$$\frac{dV}{dt} = \frac{\Delta P \cdot SA \cdot \text{solubility}}{\text{thickness} \cdot \sqrt{MW}}$$
or
$$\dot{V} = \text{DL} \cdot \Delta P$$
In words, diffusing capacity of the lung = "volume of gas that will diffuse over the membrane per minute per mmHg"

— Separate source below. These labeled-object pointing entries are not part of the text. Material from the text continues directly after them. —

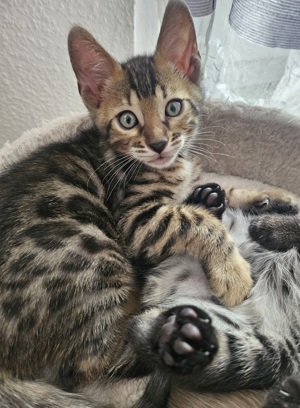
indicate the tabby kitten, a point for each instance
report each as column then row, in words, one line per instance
column 75, row 215
column 221, row 349
column 81, row 223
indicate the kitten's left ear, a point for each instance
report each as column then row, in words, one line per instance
column 93, row 66
column 177, row 40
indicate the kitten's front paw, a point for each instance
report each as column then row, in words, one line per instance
column 285, row 394
column 210, row 196
column 187, row 339
column 276, row 232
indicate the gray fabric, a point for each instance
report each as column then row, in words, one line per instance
column 273, row 23
column 200, row 8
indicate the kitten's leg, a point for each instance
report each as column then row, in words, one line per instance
column 276, row 232
column 265, row 201
column 156, row 231
column 207, row 349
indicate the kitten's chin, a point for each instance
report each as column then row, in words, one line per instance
column 162, row 162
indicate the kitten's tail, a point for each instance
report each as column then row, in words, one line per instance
column 38, row 394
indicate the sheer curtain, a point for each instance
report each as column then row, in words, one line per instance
column 249, row 48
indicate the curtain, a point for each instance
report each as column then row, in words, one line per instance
column 250, row 50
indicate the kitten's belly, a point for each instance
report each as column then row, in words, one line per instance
column 177, row 280
column 122, row 394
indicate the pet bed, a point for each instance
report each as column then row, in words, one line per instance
column 247, row 147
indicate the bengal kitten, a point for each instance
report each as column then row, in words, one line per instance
column 209, row 347
column 82, row 221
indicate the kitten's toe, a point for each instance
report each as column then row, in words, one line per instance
column 187, row 339
column 211, row 196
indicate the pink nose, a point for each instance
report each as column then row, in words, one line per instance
column 158, row 147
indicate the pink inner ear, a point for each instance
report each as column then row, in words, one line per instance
column 92, row 65
column 177, row 41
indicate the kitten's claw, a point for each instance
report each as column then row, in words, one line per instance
column 210, row 196
column 187, row 339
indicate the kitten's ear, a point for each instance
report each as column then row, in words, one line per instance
column 177, row 40
column 92, row 65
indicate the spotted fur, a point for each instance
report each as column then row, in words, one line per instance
column 83, row 221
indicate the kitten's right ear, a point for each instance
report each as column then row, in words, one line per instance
column 92, row 65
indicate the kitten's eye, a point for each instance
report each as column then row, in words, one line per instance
column 127, row 120
column 174, row 107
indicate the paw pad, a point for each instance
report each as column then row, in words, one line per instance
column 187, row 339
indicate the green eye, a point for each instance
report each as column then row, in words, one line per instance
column 174, row 107
column 127, row 120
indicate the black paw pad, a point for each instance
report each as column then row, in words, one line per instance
column 268, row 205
column 211, row 196
column 187, row 339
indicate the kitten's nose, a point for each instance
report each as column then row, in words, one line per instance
column 159, row 146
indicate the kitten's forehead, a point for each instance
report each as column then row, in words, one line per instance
column 141, row 75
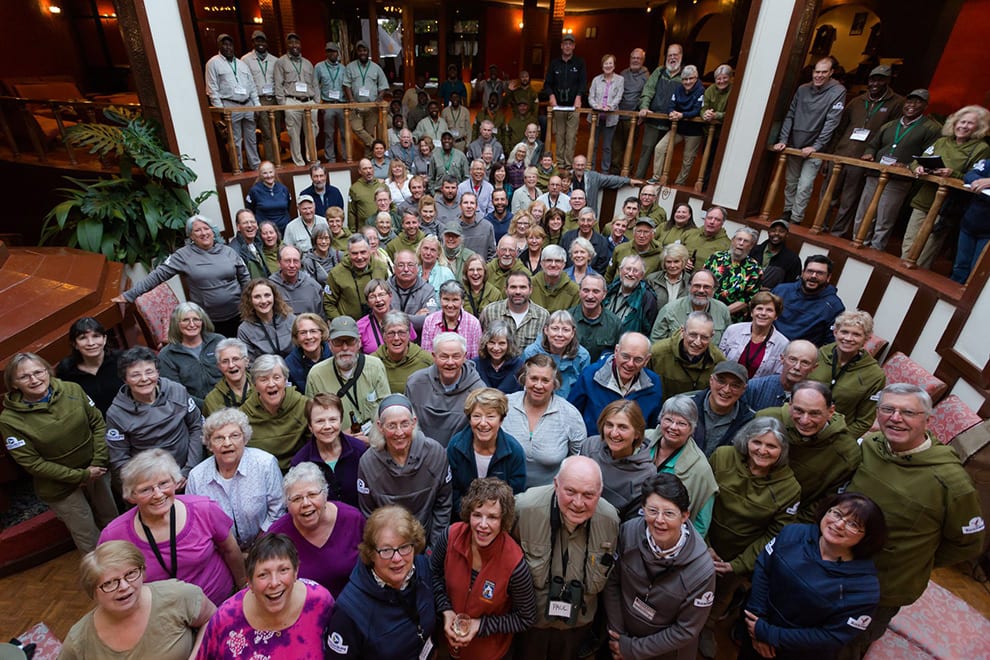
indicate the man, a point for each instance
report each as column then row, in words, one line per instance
column 295, row 84
column 364, row 82
column 630, row 298
column 230, row 86
column 722, row 410
column 932, row 510
column 300, row 289
column 260, row 64
column 896, row 143
column 358, row 379
column 780, row 264
column 344, row 292
column 700, row 298
column 634, row 80
column 525, row 319
column 738, row 275
column 438, row 392
column 572, row 516
column 656, row 97
column 810, row 304
column 299, row 232
column 552, row 289
column 566, row 83
column 810, row 122
column 799, row 359
column 686, row 359
column 619, row 375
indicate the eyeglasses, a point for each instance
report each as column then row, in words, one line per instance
column 130, row 576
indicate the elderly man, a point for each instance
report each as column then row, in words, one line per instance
column 438, row 392
column 552, row 290
column 700, row 298
column 524, row 318
column 737, row 274
column 572, row 516
column 932, row 510
column 621, row 375
column 810, row 304
column 686, row 360
column 811, row 120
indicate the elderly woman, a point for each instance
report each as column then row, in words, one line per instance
column 757, row 344
column 278, row 615
column 386, row 611
column 189, row 358
column 851, row 372
column 152, row 412
column 483, row 449
column 621, row 453
column 244, row 481
column 212, row 272
column 405, row 467
column 336, row 454
column 662, row 577
column 476, row 624
column 133, row 619
column 498, row 358
column 267, row 320
column 560, row 342
column 325, row 533
column 232, row 390
column 56, row 434
column 311, row 337
column 673, row 454
column 276, row 410
column 91, row 364
column 816, row 580
column 183, row 537
column 548, row 427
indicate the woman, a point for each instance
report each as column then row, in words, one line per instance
column 483, row 449
column 183, row 537
column 232, row 390
column 498, row 359
column 757, row 345
column 133, row 619
column 604, row 96
column 960, row 147
column 311, row 337
column 621, row 453
column 850, row 371
column 672, row 453
column 268, row 198
column 91, row 364
column 275, row 409
column 336, row 454
column 278, row 615
column 212, row 272
column 548, row 427
column 266, row 325
column 386, row 611
column 560, row 342
column 325, row 533
column 480, row 548
column 57, row 435
column 818, row 578
column 245, row 482
column 662, row 574
column 190, row 357
column 152, row 412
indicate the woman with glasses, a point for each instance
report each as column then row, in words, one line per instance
column 133, row 619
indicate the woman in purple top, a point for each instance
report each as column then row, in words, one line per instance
column 326, row 534
column 185, row 537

CO is used to measure this because \(P_aCO_2\) is always almost zero due to its Hb affinity. Therefore
$$\frac{V_\text{CO exhaled} - V_\text{CO inhaled}}{\text{time}} = \text{DLCO} \cdot (P_ACO - P_aCO)$$
$$\frac{V_\text{CO exhaled} - V_\text{CO inhaled}}{\text{time}} = \text{DLCO} \cdot P_ACO$$
Measured thusly:
- Exhale to RV
- Inhale mix of oxygen, helium, and CO to TLC
- Allow time for equilibrium
- Exhale, discarding dead space gas
- Measure \(P_{exhaled}He\) and \(P_{exhaled}CO\)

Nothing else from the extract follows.